From 07fcbea516cda66498b9346467a34733f14e8605 Mon Sep 17 00:00:00 2001
From: Liang-Chi Hsieh <viirya@gmail.com>
Date: Sat, 24 Dec 2016 12:05:49 +0000
Subject: [PATCH] [SPARK-18800][SQL] Correct the assert in
 UnsafeKVExternalSorter which ensures array size

## What changes were proposed in this pull request?

`UnsafeKVExternalSorter` uses `UnsafeInMemorySorter` to sort the records of `BytesToBytesMap` if it is given a map.

Currently we use the number of keys in `BytesToBytesMap` to determine if the array used for sort is enough or not. We has an assert that ensures the size of the array is enough: `map.numKeys() <= map.getArray().size() / 2`.

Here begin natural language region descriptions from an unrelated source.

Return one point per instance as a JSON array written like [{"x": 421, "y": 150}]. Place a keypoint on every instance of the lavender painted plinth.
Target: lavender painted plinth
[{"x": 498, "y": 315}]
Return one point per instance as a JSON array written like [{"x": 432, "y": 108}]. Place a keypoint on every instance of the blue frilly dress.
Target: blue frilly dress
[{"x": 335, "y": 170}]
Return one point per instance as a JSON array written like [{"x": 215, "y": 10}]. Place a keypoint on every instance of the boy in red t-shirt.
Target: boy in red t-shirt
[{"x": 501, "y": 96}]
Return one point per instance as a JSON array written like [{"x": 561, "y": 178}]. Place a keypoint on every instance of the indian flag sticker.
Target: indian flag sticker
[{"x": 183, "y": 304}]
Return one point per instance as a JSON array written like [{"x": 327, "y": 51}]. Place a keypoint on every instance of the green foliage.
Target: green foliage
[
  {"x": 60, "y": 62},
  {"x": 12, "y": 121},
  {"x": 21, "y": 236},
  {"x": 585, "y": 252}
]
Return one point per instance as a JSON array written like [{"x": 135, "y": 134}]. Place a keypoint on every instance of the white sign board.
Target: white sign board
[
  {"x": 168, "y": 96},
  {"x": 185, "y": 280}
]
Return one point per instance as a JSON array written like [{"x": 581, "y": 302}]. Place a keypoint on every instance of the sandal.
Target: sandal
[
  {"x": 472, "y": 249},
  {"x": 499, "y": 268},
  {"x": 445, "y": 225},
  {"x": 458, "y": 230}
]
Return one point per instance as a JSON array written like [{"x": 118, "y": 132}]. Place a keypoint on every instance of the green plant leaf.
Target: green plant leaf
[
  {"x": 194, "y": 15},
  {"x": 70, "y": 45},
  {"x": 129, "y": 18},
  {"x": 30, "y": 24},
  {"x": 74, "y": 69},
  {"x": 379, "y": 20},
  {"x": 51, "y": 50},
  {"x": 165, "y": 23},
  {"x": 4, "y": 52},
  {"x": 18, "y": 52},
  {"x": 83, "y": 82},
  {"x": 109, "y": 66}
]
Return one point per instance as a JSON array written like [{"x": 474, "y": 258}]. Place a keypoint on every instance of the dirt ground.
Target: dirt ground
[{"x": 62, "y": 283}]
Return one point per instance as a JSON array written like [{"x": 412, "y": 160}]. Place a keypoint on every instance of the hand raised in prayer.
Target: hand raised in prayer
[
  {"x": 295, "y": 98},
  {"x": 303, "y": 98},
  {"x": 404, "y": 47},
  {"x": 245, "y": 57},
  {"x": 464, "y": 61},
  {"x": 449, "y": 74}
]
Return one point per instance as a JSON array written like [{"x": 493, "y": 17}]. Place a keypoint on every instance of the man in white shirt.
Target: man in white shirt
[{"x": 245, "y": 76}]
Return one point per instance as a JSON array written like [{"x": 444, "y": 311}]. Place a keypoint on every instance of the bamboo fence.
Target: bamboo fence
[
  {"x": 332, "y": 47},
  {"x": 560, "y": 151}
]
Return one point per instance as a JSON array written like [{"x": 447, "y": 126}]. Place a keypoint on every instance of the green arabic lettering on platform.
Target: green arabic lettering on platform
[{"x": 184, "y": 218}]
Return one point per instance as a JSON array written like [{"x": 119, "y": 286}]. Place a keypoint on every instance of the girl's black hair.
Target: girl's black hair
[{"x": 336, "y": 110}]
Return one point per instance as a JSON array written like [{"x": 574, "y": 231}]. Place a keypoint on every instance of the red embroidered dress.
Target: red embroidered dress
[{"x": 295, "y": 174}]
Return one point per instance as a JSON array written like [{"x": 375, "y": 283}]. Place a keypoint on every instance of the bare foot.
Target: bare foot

However, each record in the map takes two entries in the array, one is record pointer, another is key prefix. So the correct assert should be `map.numKeys() * 2 <= map.getArray().size() / 2`.

## How was this patch tested?

N/A

Please review http://spark.apache.org/contributing.html before opening a pull request.

Author: Liang-Chi Hsieh <viirya@gmail.com>

Closes #16232 from viirya/SPARK-18800-fix-UnsafeKVExternalSorter.
---
 .../apache/spark/sql/execution/UnsafeKVExternalSorter.java    | 4 +++-
 1 file changed, 3 insertions(+), 1 deletion(-)

diff --git a/sql/core/src/main/java/org/apache/spark/sql/execution/UnsafeKVExternalSorter.java b/sql/core/src/main/java/org/apache/spark/sql/execution/UnsafeKVExternalSorter.java
index 0d51dc9ff8..ee5bcfd02c 100644
--- a/sql/core/src/main/java/org/apache/spark/sql/execution/UnsafeKVExternalSorter.java
+++ b/sql/core/src/main/java/org/apache/spark/sql/execution/UnsafeKVExternalSorter.java
@@ -97,7 +97,9 @@ public final class UnsafeKVExternalSorter {
         canUseRadixSort);
     } else {
       // The array will be used to do in-place sort, which require half of the space to be empty.
-      assert(map.numKeys() <= map.getArray().size() / 2);
+      // Note: each record in the map takes two entries in the array, one is record pointer,
+      // another is the key prefix.
+      assert(map.numKeys() * 2 <= map.getArray().size() / 2);
       // During spilling, the array in map will not be used, so we can borrow that and use it
       // as the underlying array for in-memory sorter (it's always large enough).
       // Since we will not grow the array, it's fine to pass `null` as consumer.
-- 
GitLab